Structured Generation Visualized

Text is the universal format for data. The code for this post is written in text, communicates with JSON and renders the result with HTML. Every part of that process can be represented with text.

LLMs are trained on a giant corpus of text, but can they generate data? Most of that text is just prose, but many LLMs are also trained on structured formats like code. Let's try asking a LLM to generate structured JSON for a character in this format:

{
    "name": string,
    "description": string,
    "metadata": {
        "age": number,
        "height_cm": number,
        "weight_kg": number,
        "hair_color": string,
        "eye_color": string,
    }
}

Let's use a small model that is good at structured formats and reasoning called Phi-3-Mini. We can use Kalosm to generate and stream the text locally:

// Create a new model.
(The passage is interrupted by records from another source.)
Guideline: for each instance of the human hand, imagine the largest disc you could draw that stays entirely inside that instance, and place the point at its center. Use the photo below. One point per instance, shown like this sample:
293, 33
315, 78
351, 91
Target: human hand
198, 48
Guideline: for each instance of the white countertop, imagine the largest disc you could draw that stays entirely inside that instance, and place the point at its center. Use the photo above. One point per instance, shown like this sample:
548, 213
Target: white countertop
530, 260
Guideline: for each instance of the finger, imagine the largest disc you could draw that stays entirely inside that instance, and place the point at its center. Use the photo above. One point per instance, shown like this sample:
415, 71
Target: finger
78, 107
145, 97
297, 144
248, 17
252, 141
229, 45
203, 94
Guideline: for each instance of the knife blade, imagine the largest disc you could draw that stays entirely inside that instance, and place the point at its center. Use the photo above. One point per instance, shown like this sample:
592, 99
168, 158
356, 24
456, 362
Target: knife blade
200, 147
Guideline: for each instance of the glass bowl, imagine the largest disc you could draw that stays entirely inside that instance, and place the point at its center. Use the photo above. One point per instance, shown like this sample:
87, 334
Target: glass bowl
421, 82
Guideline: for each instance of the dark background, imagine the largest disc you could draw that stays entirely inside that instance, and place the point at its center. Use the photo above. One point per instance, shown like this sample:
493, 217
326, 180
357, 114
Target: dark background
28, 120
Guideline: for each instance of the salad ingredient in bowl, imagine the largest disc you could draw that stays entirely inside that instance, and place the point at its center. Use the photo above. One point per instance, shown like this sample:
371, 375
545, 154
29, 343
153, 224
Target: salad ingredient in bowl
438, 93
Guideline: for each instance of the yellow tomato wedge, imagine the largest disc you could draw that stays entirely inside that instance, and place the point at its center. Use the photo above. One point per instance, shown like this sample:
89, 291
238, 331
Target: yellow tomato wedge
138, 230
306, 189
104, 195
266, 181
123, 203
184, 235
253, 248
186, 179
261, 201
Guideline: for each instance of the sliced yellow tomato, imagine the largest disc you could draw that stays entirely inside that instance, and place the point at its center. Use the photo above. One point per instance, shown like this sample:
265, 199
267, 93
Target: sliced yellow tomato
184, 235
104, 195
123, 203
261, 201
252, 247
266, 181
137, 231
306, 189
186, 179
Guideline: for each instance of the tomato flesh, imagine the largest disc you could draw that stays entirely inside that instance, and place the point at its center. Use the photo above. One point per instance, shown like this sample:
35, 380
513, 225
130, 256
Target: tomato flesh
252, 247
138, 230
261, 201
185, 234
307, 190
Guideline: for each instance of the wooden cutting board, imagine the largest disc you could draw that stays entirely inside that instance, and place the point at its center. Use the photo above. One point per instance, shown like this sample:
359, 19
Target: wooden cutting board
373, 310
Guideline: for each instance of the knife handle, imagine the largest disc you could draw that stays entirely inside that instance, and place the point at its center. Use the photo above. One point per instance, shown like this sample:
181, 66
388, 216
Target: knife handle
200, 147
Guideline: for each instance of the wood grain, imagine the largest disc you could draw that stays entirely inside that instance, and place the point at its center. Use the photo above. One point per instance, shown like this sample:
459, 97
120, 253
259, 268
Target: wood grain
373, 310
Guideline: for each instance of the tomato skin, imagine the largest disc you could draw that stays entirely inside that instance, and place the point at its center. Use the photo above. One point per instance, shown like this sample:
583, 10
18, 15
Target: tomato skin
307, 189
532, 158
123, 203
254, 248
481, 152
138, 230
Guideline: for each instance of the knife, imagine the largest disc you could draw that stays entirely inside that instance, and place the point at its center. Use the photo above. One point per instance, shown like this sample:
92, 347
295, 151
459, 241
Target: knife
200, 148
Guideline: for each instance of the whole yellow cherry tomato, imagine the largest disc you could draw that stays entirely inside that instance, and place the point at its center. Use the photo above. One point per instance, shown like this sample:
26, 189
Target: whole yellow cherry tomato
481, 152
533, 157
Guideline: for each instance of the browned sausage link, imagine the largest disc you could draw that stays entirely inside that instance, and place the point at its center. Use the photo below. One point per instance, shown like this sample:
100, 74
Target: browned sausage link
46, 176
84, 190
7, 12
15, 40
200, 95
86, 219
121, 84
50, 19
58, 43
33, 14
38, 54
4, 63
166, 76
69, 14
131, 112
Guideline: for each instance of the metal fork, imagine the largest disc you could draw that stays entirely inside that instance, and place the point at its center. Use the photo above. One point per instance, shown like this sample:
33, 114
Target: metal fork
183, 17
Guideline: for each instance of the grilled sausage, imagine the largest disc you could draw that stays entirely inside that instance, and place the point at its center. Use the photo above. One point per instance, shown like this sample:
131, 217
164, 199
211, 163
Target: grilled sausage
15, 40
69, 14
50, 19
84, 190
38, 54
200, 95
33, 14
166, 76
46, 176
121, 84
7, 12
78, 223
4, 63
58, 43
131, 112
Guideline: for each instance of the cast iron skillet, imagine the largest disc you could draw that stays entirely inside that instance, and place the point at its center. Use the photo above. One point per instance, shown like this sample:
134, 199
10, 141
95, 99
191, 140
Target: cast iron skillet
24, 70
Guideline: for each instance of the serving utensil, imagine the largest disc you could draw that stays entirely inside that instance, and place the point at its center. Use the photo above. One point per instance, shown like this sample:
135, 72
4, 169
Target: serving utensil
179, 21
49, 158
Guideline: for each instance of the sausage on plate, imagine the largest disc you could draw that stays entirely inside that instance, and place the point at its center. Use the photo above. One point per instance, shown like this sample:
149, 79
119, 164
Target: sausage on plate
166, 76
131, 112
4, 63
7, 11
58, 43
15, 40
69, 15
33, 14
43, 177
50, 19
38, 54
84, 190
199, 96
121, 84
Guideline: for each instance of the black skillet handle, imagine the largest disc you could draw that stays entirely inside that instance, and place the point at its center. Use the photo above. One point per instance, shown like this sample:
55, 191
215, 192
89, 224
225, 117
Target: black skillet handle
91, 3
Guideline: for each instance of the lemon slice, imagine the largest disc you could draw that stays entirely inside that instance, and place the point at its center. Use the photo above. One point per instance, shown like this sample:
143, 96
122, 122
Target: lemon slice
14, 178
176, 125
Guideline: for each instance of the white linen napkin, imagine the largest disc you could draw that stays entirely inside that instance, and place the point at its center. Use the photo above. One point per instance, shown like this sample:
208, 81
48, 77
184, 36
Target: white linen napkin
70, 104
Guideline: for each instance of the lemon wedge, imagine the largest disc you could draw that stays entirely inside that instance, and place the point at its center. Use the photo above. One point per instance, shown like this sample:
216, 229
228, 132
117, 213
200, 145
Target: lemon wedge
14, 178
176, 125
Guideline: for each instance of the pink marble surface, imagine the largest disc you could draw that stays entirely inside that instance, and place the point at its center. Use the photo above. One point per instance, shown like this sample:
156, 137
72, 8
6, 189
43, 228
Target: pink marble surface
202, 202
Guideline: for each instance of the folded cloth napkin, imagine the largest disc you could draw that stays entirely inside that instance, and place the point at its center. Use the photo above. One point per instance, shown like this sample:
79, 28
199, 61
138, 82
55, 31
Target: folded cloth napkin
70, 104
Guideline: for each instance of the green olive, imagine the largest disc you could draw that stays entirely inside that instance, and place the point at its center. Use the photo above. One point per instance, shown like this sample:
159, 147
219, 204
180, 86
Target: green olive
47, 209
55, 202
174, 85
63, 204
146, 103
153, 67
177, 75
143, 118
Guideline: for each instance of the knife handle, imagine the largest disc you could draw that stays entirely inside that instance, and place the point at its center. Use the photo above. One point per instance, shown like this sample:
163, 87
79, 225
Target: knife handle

We are using the Phi-3 model which is small and focused on reasoning tasks.
let model = Llama::phi_3()
    .await
    .unwrap();

// Create a task that generates text for a character
let task = Task::builder("You generate data in a JSON format").build();

// Run the task
let mut result = task.run(r#"Generate a character with this format: { "name": string, "description": string, "metadata": { "age": number, "height_cm": number, "weight_kg": number, "hair_color": string, "eye_color": string } }"#, &model);

// Stream the text into stdout
result.to_std_out().await.unwrap();

Running the program sometimes generates valid JSON with reasonable data:

{
  "name": "Michael Thompson",
  "description": "A dedicated software developer with a passion for coding and innovation. Known amongst friends to be an avid reader, particularly of science fiction novels.",
  "metadata": {
    "age": 29,
    "height_cm": 180,
    "weight_kg": 75,
    "hair_color": "dark brown",
    "eye_color": "blue"
  }
}

But other times, it generates nonsense:

{
   "name":"Emily Thompson",
    "description":"A talented graphic designer with an eye-catching style. Emily is known to be creative, friendly and dedicated at her job.",
     "metadata": { 
         "age":28,
          "height":165,"cm" :94,
           "weight":"60","kg",
            "hair_color":"blonde",
             "eye_color":"blue" }  
}

","kg",? That doesn't look right... Ok, so just asking nicely isn't enough. The LLM knows something about the structure of JSON, but it isn't consistent enough to generate valid JSON every time.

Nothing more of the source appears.